It's been six months since Western United Bank defeated a motion of the OTS (now OCC) to dismiss the bank's lawsuit against the regulator for placing the bank into an FDIC receivership last year. Since then, the bank has been attempting (vainly, but gamely) to get the OCC to cough up a complete administrative record of the deliberations that were undertaken by the regulators in making their decision to put the bank out of business in the midst of what the bank contends was likely to be a successful capital raising effort that would have permitted to the bank to remain open.
As is totally unsurprising to those of us who've spent our careers on the other side of no man's land from federal bank regulatory agencies, the OCC has been stonewalling. The OCC has claimed, on behalf of itself and the FDIC, that the documents sought by the plaintiff are privileged and should not be produced. The federal district judge handling the case has been tearing down that wall, brick by brick. On February 9, 2012, the court ordered the OCC to spew forth the requested record, so the court (and the rest of us, we hope) can see whether or not the OTS had legitimate grounds to close down the bank and appoint the FDIC as receiver. In the latest twist, the FDIC itself has intervened in an attempt to keep certain documents that might aid the claims of the plaintiff from seeing the light of day.

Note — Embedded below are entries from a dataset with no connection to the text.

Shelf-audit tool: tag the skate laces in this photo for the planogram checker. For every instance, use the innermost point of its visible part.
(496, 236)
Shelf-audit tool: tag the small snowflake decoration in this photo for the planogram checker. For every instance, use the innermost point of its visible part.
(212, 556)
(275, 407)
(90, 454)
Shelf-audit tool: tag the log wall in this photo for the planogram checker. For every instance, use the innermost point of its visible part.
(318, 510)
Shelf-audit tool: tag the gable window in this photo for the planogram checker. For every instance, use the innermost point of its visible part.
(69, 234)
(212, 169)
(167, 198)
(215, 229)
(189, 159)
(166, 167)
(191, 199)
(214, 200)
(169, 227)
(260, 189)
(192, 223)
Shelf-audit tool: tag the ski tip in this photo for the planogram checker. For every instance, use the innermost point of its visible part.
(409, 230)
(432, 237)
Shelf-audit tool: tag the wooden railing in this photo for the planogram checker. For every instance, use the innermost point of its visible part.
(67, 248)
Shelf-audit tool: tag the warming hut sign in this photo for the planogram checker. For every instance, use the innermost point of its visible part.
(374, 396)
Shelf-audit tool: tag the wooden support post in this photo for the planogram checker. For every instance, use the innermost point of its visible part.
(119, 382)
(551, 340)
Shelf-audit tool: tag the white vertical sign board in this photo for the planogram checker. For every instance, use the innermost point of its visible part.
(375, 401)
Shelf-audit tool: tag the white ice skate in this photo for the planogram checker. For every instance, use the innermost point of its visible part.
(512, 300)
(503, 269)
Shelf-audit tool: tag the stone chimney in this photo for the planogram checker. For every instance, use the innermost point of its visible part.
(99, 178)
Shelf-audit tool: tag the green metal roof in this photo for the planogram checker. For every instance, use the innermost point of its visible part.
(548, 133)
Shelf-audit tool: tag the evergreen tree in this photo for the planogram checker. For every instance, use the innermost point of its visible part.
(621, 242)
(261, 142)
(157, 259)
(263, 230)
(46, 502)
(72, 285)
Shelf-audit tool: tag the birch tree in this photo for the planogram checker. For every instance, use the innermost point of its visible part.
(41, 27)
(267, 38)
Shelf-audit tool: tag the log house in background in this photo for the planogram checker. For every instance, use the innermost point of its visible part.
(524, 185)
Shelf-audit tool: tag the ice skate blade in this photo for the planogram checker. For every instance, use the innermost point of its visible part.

You get a pretty good idea of what's been happening from a filing last week made by the plaintiff's attorneys in response to the FDIC's attempt to intervene in the case in order to prevent the court from pulling up the window shade and letting in some light. You can read all fourteen pages, as I did. For those who don't geek out on this stuff, here are some highlights:
The court ordered the OCC to produce documents by March 7, 2012, ruling that either they weren't privileged or, if they were, the privilege was overridden in this case. After that ruling, the FDIC intervened, asking the court to over rule itself. Plaintiff's counsel alleges that the FDIC "still seeks to withhold several pieces of relevant information from the Bank, including a critical memorandum on the Bank, agendas, an email, and certain portions of Office of Thrift Supervision ('OTS') Regulatory Profiles." The bank wants all of the documentation produced so that the court has a complete administrative record when it holds against the OTS/OCC/FDIC decides whether or not to overturn the seizure of the bank.
There exist some technical legal arguments that are interesting to bank lawyers but might cause the eyes of laypeople to glaze over, including whether or not the documents sought are relevant, whether or not they are privileged, the extent of that (qualified) privilege, whether the documents are "factual" or "deliberative," and "yada, yada, yada." The bottom line for the plaintiffs is that the judge has already ruled on all essential points, so what we have here is not a failure to communicate, but a failure to comply. Although the plaintiff's counsel doesn't explicitly mention it, the next stop on that train's run is the city of "Sanctions." Judges don't like it when they issue an order and a party says, "I'm not through arguing with you yet, your holiness."
One of my favorite arguments that has been made by the agencies in this case is the "chilling effect" it would have on regulators if their deliberations are open to the light of day. I understand that concern. P.J. O'Rourke put the problem well in regard to the revelations of investigative journalists:
I am a journalist and, under the modern journalist's code of Olympian objectivity (and total purity of motive), I am absolved of responsibility. We journalists don't have to step on roaches. All we have to do is turn on the kitchen light and watch the critters scurry.
I'd tell the regulators to just buy industrial strength sunglasses and SPF 50 sunscreen and welcome to the world inhabited by those of us who have actual accountability for our decision-making. Sometimes hindsight's the bear that you eat, and sometimes it's the bear that eats you.
Another point that brought a raised eyebrow (I can still raise the one not frozen by Botox) was that the FDIC had apparently redacted factual information from some of the documents it did produce. If a fact's a fact, you can't redact. I think Johnnie Cochran said that.
There are a number of other issues that might pique the interest of some readers. To me, the mere fact that a year following the seizure, and six months after the judge told the regulators to produce a complete administrative record, the regulators are still playing "Hide The Salami" with the plaintiff and the court, gives the non-litigator class a flavor of what it's like to engage in a lawsuit with a party that, basically, is not accountable. Who's picking up the tab of the OCC and the FDIC as they stiff-arm their way through hectares of scorched earth? Why, that would be the very institutions they regulate, through their assessments. I suppose Congress could pass a law that clipped a few tail feathers, but that's as likely as Newt Gingrich referring to himself in the first, rather than the third, person.
The best chance the plaintiff's have--that any person really has who doesn't have unbelievably substantial political stroke--is the federal district court judge hearing this lawsuit. At some point, she can impose some pain for not producing what she's ordered be produced. Even that pain, however, will be subject to being appealed, again and again, on every issue that creative minds can concoct, up and down the appellate court ladder, for years and years, until, finally, everyone but the plaintiff will have forgotten what all the sturm und drang was about in the first place.
Nevertheless, I don't get the feeling this plaintiff is going anywhere soon, and we'll be waiting for the next shoe to drop.